For this reason, in the classical Linux distribution model,
packages are dynamically linked to each other and the
\acl{FHS} is used. When a security update is pushed, for
example for openssl, all the packages that are linked to its
library don't need to be replaced. As the library that they
depend on resides in a standard location at |/usr/lib|, an
update just replaces the underlying file, without an
application author needing to do anything. Therefore, one
could say that the deployment model of nix and miq poses a
problem, as the packages are "statically" linked to each
other --- but still using ELF dynamic linking. When an
update is pushed to openssl, all the packages that depend on
it, don't get the update, as the ELF files point into the
absolute path of the older openssl at
|/miq/store/older-openssl-hash|.
However, this can be solved by using the environment
variable |LD_LIBRARY_PATH| or |LD_PRELOAD|. As mentioned in the previous
sections, the link-loader has a list of known locations that
it search libraries for, namely:
\begin{itemize}
\item |LD_PRELOAD| environment variable pointing
directly to libraries to load even if they are not
needed.
\item |LD_LIBRARY_PATH| environment variable pointing to
a path of libraries.
\item |RUNPATH| dynamic section of the binary pointing
to a path of libraries.
\item The default search paths at |/lib| and |/usr/lib|.
\end{itemize}
While miq embeds the library |RUNPATH|, a system
administrator is still able to override it by setting either
|LD_LIBRARY_PATH| or |LD_PRELOAD| at global scope, like with
|/etc/profile|, such that binaries can ignore the embedded
library path to use a different package.
The deployment model of miq would also make it easy to trace
back the dependencies that a package uses by storing them in
the package database. This would make it easy to find which
packages are affected by a security vulnerability, possible
more so than in the classical Linux distribution model.

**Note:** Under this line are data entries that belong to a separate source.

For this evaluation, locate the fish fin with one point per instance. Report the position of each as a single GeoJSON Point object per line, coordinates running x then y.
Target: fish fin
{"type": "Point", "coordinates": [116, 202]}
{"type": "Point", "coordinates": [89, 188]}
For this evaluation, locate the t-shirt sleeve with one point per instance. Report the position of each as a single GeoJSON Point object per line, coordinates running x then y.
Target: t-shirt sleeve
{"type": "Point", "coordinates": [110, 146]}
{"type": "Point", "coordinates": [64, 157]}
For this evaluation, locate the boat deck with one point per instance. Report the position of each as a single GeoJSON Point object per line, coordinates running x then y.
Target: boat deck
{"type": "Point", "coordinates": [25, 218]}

And in the world of Docker containers, where applications
are built into a micro-operating system constantly, having
to rebuild the whole system because of a package down in the
dependency graph is not so far-fetched from having to
rebuild an entire docker container.
\section{Other applications}
While the scope of this research project was to explore the
problems of the Linux ecosystem, the developed solution
could be useful to other fields. For example, the builder is
not limited to build C libraries, but could also be used to
build python packages with the properties of the bubblewrap
sandbox. This could allow for more reproducible deployments
and easier dependency management. However, it should be
studied how the build should be sandboxed: should python be
a store path? If so, should every dependency be also built
by miq down to libc?
Another application of the builder is to declare files to be
downloaded and cached. By leveraging the Lua scripting
language, it is trivial to programmatically declare files to
build (for example, every major version from N to N + 3).
Fetch Units downloaded by miq are automatically hashed,
making it easy to keep track of different files in the store.